Sensitivity analysis approaches to high-dimensional screening problems at low sample size

Journal of Statistical Computation and Simulation

Sensitivity analysis
Monte Carlo
Authors

William Becker

Stefano Tarantola

Gregory Deman

Published

April 4, 2018

Doi

About

Sensitivity analysis is an essential tool in the development of robust models for engineering, physical sciences, economics and policy-making, but typically requires running the model a large number of times in order to estimate sensitivity measures. While statistical emulators allow sensitivity analysis even on complex models, they only perform well with a moderately low number of model inputs: in higher dimensional problems they tend to require a restrictively high number of model runs unless the model is relatively linear.

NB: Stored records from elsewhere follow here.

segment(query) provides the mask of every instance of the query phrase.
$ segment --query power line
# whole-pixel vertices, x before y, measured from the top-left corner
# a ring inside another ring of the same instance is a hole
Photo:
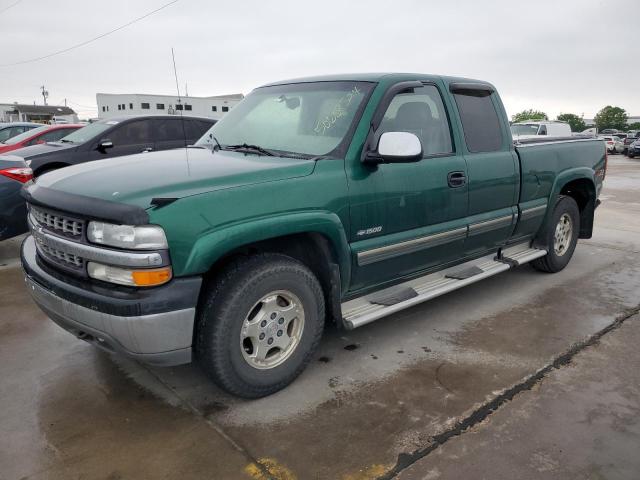
[[[9,10],[10,8],[15,7],[16,5],[18,5],[22,0],[18,0],[17,2],[13,2],[11,5],[4,7],[2,10],[0,10],[0,13],[4,13],[7,10]]]
[[[178,2],[178,0],[172,0],[171,2],[165,3],[161,7],[156,8],[155,10],[152,10],[152,11],[150,11],[148,13],[145,13],[141,17],[135,18],[135,19],[131,20],[130,22],[125,23],[124,25],[120,25],[119,27],[114,28],[113,30],[109,30],[108,32],[105,32],[105,33],[103,33],[101,35],[98,35],[97,37],[93,37],[93,38],[91,38],[89,40],[86,40],[84,42],[78,43],[76,45],[72,45],[71,47],[68,47],[68,48],[65,48],[65,49],[62,49],[62,50],[58,50],[57,52],[52,52],[52,53],[49,53],[47,55],[43,55],[42,57],[30,58],[28,60],[22,60],[20,62],[0,64],[0,67],[13,67],[13,66],[16,66],[16,65],[24,65],[25,63],[38,62],[38,61],[44,60],[46,58],[51,58],[51,57],[54,57],[56,55],[60,55],[61,53],[66,53],[66,52],[69,52],[71,50],[75,50],[76,48],[83,47],[83,46],[85,46],[85,45],[87,45],[89,43],[95,42],[96,40],[100,40],[101,38],[104,38],[107,35],[111,35],[112,33],[115,33],[115,32],[117,32],[119,30],[122,30],[123,28],[126,28],[126,27],[128,27],[130,25],[133,25],[134,23],[139,22],[140,20],[143,20],[143,19],[145,19],[147,17],[150,17],[154,13],[157,13],[160,10],[163,10],[163,9],[167,8],[168,6],[173,5],[174,3],[177,3],[177,2]]]

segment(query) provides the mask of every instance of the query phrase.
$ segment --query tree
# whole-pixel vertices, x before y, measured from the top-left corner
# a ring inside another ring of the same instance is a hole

Therefore, an open question is how to tackle sensitivity problems in higher dimensionalities, at very low sample sizes. This article examines the relative performance of four sampling-based measures which can be used in such high-dimensional nonlinear problems. The measures tested are the Sobol’ total sensitivity indices, the absolute mean of elementary effects, a derivative-based global sensitivity measure, and a modified derivative-based measure. Performance is assessed in a ‘screening’ context, by assessing the ability of each measure to identify influential and non-influential inputs on a wide variety of test functions at different dimensionalities. The results show that the best-performing measure in the screening context is dependent on the model or function, but derivative-based measures have a significant potential at low sample sizes that is currently not widely recognised.